STJ Gravação ambiental clandestina é válida se direito protegido tem valor superior à privacidade do autor do crime
Para a Quinta Turma do Superior
Tribunal de Justiça (STJ), é válida como prova a captação ambiental clandestina
quando o direito a ser protegido tiver valor superior à privacidade e à
intimidade do autor do crime. Segundo o colegiado, as gravações podem ser
consideradas lícitas especialmente quando se mostram como o único meio de
comprovação do delito e envolvem direitos fundamentais mais relevantes do que a
garantia de inviolabilidade da imagem do ofensor.
O entendimento foi estabelecido
pela turma ao negar o pedido de trancamento de uma ação penal por
estupro de vulnerável, no qual a defesa alegou que a gravação das imagens que
embasaram a denúncia foi feita sem o conhecimento da vítima e do
ofensor e sem prévia autorização da polícia ou do Ministério Público – o que
configuraria uma violação à Lei 9.296/1996.
Ainda segundo a defesa, o local
onde foi feita a gravação clandestina não era um ambiente público, e a captação
das imagens se deu por meio de dispositivo privado.
Proteção constitucional da
imagem admite quebra em situações excepcionais
Relator do habeas corpus, o
ministro Ribeiro Dantas lembrou que a Constituição Federal, em seu artigo 5º,
estabeleceu como direitos fundamentais o sigilo e a proteção da intimidade, da
vida privada e da imagem das pessoas. Contudo, ponderou o ministro, esses
direitos não são absolutos, permitindo-se excepcionalmente a sua quebra.
Entre essas hipóteses
excepcionais, o relator apontou que a Lei 13.964/2019 inseriu na Lei 9.296/1996
o artigo 8º-A, cujo parágrafo
4º estabelece que a captação ambiental de sons ou imagens feita por um
dos interlocutores, sem o conhecimento da polícia ou do Ministério Público,
poderá ser utilizada como prova de defesa, quando demonstrada a integridade da
gravação.
Já o artigo 10-A
da Lei 9.296/1996 – também acrescentado pelo Pacote Anticrime – diz
que a captação ambiental sem autorização judicial (nos casos em que ela for
exigida) constitui crime, mas não quando a gravação é feita por um dos
interlocutores.
Ribeiro Dantas comentou que, após
as alterações trazidas pelo Pacote Anticrime, tem havido debates sobre a
fixação de novos parâmetros para a admissão da gravação ambiental clandestina,
especialmente quando se pretende usá-la como prova de acusação.
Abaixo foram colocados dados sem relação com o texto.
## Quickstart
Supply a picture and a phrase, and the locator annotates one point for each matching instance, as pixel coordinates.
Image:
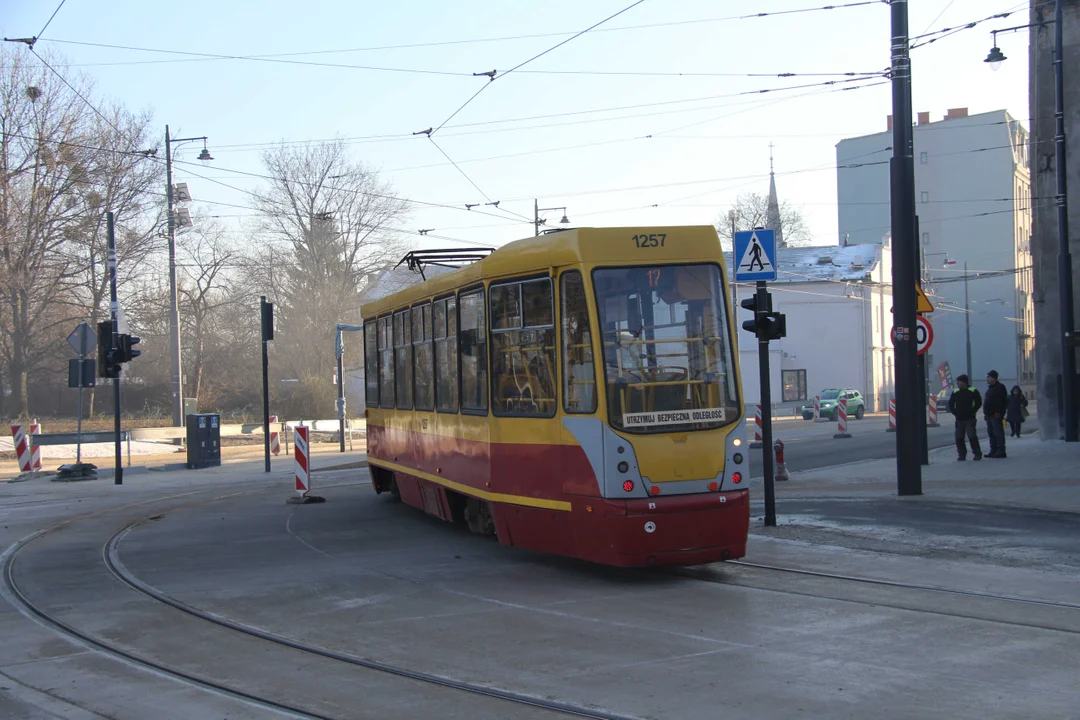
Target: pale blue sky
(701, 154)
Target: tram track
(1064, 616)
(112, 562)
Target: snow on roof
(826, 262)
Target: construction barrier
(23, 448)
(781, 473)
(35, 450)
(841, 420)
(302, 460)
(274, 437)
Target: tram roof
(559, 248)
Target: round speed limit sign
(923, 334)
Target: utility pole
(904, 273)
(174, 312)
(1064, 255)
(115, 342)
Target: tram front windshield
(666, 348)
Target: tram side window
(386, 363)
(579, 376)
(473, 352)
(372, 363)
(523, 348)
(421, 349)
(445, 315)
(403, 361)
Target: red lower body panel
(662, 530)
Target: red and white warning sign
(302, 460)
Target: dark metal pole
(115, 309)
(1064, 256)
(174, 312)
(763, 357)
(967, 322)
(266, 385)
(340, 354)
(904, 274)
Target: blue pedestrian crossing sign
(756, 255)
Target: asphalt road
(809, 445)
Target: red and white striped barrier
(841, 419)
(35, 450)
(302, 460)
(274, 439)
(23, 448)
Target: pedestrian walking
(963, 404)
(995, 407)
(1017, 411)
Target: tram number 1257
(656, 240)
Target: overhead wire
(496, 75)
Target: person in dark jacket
(995, 406)
(1016, 412)
(963, 404)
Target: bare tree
(61, 167)
(327, 225)
(751, 211)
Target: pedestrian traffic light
(126, 350)
(106, 353)
(767, 325)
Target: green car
(829, 404)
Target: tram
(575, 393)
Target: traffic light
(126, 351)
(106, 353)
(767, 325)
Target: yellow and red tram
(575, 393)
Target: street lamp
(1064, 256)
(174, 312)
(536, 216)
"Não obstante a redação do
artigo 8º-A, parágrafo 4º, a doutrina majoritária se posiciona no sentido da
licitude da referida prova tanto para a acusação quanto para a defesa, sob pena
de ofensa ao princípio da paridade das armas, da lealdade, da boa-fé
objetiva e da cooperação entre os sujeitos processuais. A nova
regulamentação, portanto, não alcança apenas o direito de defesa, mas também as
vítimas de crimes", completou.
Vítima estava desacordada no
momento do crime
Segundo o ministro, no caso
analisado pela Quinta Turma, não haveria meio menos grave para os direitos do
ofensor do que a captação ambiental, tendo em vista que os elementos do
processo indicaram a tentativa do réu de esconder os crimes.
Além disso, para o relator, a
gravação também se mostrou proporcional porque, analisando os valores envolvidos
no caso, "não há como afirmar que o sigilo da conduta do paciente, ou sua
intimidade e privacidade, sejam mais importantes do que a dignidade sexual da
ofendida, possível vítima de violência presumida" – sobretudo,
considerando que, conforme registrado nos autos, ela estava desacordada no
momento do crime.
De acordo com Ribeiro Dantas,
embora a gravação clandestina pudesse ser enquadrada inicialmente como o delito
do artigo 10-A da Lei 9.296/1996, no contexto dos autos, ela é alcançada pela
excludente de antijuridicidade, pois a conduta de quem gravou as imagens,
embora cause danos à privacidade e à intimidade da pessoa gravada, foi
utilizada contra agressão injusta, atual e iminente.
"Sendo assim, não há
ilicitude a ser reconhecida, devendo a ação penal ter o seu normal
prosseguimento, a fim de elucidar os fatos adequadamente narrados pela
acusação", concluiu o ministro.
O número deste processo não é
divulgado em razão de segredo judicial.